Viene presa la carne dei lombi, mista a pezzi di grasso accuratamente scelti; Questa viene tagliata a pezzetti, salata ed insaporita con peperone dolce e peperoncino piccante. Tutta la massa, ben lavorata da mani esperte, viene tenuta, per una notte, ad insaporire in grossi tegami di creta, in un luogo fresco ed asciutto. Il giorno successivo viene insaccato a mano nel budello della vescica pulito, lavato e “curato” cioè,  tenuto in acqua con bucce di arancio e foglie di alloro, asciugato e cucito in diversi sacchetti.

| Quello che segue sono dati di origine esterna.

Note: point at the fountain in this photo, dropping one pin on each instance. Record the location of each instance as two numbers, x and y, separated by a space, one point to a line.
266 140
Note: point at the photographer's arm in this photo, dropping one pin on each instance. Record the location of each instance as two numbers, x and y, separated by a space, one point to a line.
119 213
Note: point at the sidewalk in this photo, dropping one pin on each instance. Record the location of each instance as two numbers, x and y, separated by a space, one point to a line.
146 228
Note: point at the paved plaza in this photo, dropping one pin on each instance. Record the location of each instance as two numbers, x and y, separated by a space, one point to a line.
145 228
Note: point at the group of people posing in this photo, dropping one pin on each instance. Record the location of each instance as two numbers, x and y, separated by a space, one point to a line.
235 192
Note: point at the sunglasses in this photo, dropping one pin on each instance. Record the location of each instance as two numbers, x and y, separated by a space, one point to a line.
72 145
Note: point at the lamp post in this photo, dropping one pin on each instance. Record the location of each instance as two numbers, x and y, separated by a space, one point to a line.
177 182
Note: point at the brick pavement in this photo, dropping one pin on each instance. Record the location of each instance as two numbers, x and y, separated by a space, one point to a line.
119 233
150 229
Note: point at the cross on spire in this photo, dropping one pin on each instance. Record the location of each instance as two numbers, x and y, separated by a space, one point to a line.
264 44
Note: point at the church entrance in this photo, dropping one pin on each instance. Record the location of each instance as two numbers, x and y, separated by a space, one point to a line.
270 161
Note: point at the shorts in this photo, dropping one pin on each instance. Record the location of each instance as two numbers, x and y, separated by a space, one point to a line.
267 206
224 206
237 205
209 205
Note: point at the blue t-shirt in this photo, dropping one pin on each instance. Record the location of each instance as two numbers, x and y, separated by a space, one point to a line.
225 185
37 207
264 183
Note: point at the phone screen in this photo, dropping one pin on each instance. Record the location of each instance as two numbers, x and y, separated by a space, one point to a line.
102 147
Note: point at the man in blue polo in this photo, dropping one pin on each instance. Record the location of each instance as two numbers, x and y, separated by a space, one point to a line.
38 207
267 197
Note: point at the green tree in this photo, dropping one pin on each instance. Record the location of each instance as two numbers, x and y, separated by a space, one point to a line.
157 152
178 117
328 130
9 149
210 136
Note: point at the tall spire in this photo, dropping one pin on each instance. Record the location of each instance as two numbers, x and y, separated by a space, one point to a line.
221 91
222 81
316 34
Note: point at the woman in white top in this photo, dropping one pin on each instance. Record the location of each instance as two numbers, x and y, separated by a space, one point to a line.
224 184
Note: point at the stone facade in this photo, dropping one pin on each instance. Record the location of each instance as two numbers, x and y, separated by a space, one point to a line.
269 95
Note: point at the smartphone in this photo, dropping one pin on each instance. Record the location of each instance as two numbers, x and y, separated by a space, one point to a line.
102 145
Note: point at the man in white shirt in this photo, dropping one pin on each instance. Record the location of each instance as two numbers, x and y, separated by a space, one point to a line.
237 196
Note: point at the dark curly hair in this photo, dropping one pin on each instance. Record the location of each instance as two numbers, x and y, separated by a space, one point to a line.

Una volta insaccata e trascorsi circa quaranta -cinquanta giorni, si esegue una spalmatura leggera, esterna all’insaccato, con lo strutto che veniva utilizzato per limitare il calo di peso del prodotto nel periodo successivo.

A macellazione conclusa, parenti, compari e vicini, che hanno partecipato all’impegnativo rito, si siedono al banchetto, mangiano, cantano, ballano e brindano all’abbondanza delle provviste offerte dal maiale.

Benché l’allevamento dei suini nelle campagne venne praticato fino agli anni Cinquanta o Sessanta del secolo scorso dato che, successivamente, si passò agli allevamenti industriali, ancora oggi ci sono famiglie che mantengono l’usanza di allevare il maiale nei propri terreni e di ucciderlo, secondo i metodi tradizionali, con l’obiettivo di tenere una parte per loro e l’altra da destinare alla vendita; famiglie che amano e desiderano sapere cosa mangiare e lo fanno con molta passione, cura per i dettagli e gesti sapienti che solo la tradizione è in grado di trasmettere e conservare.

È questa, dunque, una tradizione che va difesa e tutelata; innanzitutto per la genuinità della carne ma anche per vivere un momento di condivisione unico che da modo di “staccare” dalla frenesia della quotidianità per riunire attorno alla stessa tavola parenti e amici. È importante che questa, come altre usanze non vadano semplicemente ricordate e raccontate, bensì vissute perché, come affermava un’illustre studioso francese: “la tradizione non consiste nel conservare le ceneri ma nel mantenere viva la fiamma”.